A few weeks ago I read The Exponential Age Will Transform Economics Forever, an article in Wired by Azeem Azhar based on his recently published book The Exponential Age. Azhar’s central thesis is that the chasm between what technology allows us to do and what our institutions are prepared to handle has been rapidly widening. New technologies are being invented and scaled at an ever-faster pace. But our institutions, - including our economic systems, political organizations and social norms, - are changing much more slowly. While technological advances follow an exponential curve, institutional adaptation follow a straight, incremental line.
The gap between technological and institutional change is nothing new. Ever since the advent of the Industrial Revolution, there’s been a significant time lag between the emergence of a transformative technology and its ensuing impact on economies and societies. Even after reaching a tipping point of market acceptance, it takes considerable time, - often decades, - for their benefits to be fully realized.
In The Productivity J-Curve, a 2018 NBER paper, Erik Brynjolfsson, Daniel Rock, and Chad Syverson explained that general purpose, transformative technologies, - such as the steam engine, electricity, and semiconductors, - “are the defining technologies of their times and can radically change the economic environment.
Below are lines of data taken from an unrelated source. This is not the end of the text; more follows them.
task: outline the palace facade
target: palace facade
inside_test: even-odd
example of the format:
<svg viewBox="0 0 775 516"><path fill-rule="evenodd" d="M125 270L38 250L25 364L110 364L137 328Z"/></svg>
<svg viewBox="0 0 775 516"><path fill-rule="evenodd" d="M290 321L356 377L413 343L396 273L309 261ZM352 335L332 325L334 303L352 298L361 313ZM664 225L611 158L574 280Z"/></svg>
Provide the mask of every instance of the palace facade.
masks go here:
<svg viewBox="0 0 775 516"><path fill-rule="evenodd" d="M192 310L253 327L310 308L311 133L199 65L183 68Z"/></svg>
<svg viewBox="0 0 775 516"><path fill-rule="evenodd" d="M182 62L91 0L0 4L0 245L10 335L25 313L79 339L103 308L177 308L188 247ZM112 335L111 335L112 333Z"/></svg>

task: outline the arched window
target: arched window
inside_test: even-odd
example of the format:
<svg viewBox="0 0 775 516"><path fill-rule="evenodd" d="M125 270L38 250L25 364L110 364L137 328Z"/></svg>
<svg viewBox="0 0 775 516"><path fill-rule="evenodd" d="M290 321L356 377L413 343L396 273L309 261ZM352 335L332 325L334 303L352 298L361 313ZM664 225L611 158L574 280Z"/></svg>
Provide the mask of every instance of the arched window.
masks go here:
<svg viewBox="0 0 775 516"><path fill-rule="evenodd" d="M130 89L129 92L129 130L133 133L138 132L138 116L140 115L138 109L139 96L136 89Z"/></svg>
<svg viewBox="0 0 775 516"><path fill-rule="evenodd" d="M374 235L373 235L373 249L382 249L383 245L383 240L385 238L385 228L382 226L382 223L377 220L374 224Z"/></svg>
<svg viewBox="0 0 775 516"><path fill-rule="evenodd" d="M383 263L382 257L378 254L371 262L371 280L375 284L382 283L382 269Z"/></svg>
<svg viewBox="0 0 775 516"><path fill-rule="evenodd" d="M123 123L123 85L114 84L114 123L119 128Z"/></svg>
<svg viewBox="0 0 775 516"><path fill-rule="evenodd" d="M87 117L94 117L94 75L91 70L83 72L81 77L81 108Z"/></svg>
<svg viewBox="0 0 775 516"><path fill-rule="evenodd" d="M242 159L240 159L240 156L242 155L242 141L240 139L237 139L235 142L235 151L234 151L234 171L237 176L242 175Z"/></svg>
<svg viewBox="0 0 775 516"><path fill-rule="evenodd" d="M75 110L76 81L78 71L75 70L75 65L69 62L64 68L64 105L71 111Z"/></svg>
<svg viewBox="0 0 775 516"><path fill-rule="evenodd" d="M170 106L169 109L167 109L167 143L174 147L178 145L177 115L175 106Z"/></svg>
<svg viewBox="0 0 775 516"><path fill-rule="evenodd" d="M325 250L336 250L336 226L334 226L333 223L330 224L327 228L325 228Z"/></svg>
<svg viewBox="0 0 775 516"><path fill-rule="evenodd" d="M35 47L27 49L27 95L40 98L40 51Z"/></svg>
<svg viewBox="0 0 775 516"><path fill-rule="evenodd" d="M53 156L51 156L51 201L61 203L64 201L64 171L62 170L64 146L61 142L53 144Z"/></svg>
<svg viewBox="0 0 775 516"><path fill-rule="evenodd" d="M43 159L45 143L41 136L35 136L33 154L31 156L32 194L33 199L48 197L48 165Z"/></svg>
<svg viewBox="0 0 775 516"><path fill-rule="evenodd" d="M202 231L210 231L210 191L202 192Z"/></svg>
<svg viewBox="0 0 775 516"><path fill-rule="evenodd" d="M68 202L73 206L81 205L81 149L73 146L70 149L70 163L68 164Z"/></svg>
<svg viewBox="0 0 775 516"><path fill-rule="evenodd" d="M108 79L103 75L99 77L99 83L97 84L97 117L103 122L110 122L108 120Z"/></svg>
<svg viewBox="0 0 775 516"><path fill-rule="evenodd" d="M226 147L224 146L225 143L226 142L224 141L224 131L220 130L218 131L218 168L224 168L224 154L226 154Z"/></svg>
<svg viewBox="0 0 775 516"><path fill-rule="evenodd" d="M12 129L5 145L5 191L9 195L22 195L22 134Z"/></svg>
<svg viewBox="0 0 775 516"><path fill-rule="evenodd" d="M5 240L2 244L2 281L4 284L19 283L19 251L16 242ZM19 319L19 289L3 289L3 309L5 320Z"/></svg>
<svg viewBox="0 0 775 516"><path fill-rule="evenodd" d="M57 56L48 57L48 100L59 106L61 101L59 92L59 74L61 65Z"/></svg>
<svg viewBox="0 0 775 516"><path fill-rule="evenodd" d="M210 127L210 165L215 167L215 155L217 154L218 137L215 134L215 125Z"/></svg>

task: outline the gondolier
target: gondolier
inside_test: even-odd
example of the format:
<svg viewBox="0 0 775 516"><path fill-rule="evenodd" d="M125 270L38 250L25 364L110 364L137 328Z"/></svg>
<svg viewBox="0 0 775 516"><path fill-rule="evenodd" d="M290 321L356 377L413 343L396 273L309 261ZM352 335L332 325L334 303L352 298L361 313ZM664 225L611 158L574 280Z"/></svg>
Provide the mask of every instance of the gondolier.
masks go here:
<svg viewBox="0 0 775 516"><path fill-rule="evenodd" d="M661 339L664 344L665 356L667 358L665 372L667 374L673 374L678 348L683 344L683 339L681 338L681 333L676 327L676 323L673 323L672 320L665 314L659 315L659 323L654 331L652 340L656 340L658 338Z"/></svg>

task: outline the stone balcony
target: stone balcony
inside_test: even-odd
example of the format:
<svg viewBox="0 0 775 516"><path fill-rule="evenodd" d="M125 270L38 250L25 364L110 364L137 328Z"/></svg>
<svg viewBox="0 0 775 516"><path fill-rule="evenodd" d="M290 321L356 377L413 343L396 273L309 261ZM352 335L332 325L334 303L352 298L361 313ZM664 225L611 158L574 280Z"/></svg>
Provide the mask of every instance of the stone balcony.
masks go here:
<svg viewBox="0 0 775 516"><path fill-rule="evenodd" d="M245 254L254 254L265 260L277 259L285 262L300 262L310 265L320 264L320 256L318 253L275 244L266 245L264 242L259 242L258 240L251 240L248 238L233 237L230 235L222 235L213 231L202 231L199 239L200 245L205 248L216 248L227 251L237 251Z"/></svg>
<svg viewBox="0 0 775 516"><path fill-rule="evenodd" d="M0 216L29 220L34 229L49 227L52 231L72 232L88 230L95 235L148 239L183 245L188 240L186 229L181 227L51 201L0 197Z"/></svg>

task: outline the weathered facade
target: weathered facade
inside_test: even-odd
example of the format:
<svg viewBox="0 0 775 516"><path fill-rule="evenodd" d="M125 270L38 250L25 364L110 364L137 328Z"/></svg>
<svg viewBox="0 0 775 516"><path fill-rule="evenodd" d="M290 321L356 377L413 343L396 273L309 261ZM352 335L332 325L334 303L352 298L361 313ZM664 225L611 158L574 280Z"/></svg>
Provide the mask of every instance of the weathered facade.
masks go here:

They have great potential from the outset, but realizing that potential requires larger intangible and often unmeasured investments and a fundamental rethinking of the organization of production itself.”
The life cycle of historically transformative technologies consists of two district phases, investment and harvesting. Since the technologies are general purpose in nature, they require massive complementary investments, including business process redesign, co-invention of new products and business models, and the re-skilling of the workforce. Moreover, the more transformative the technologies, the longer it takes for them to reach the harvesting phase when they are widely embraced by individuals, companies and industries across the economy.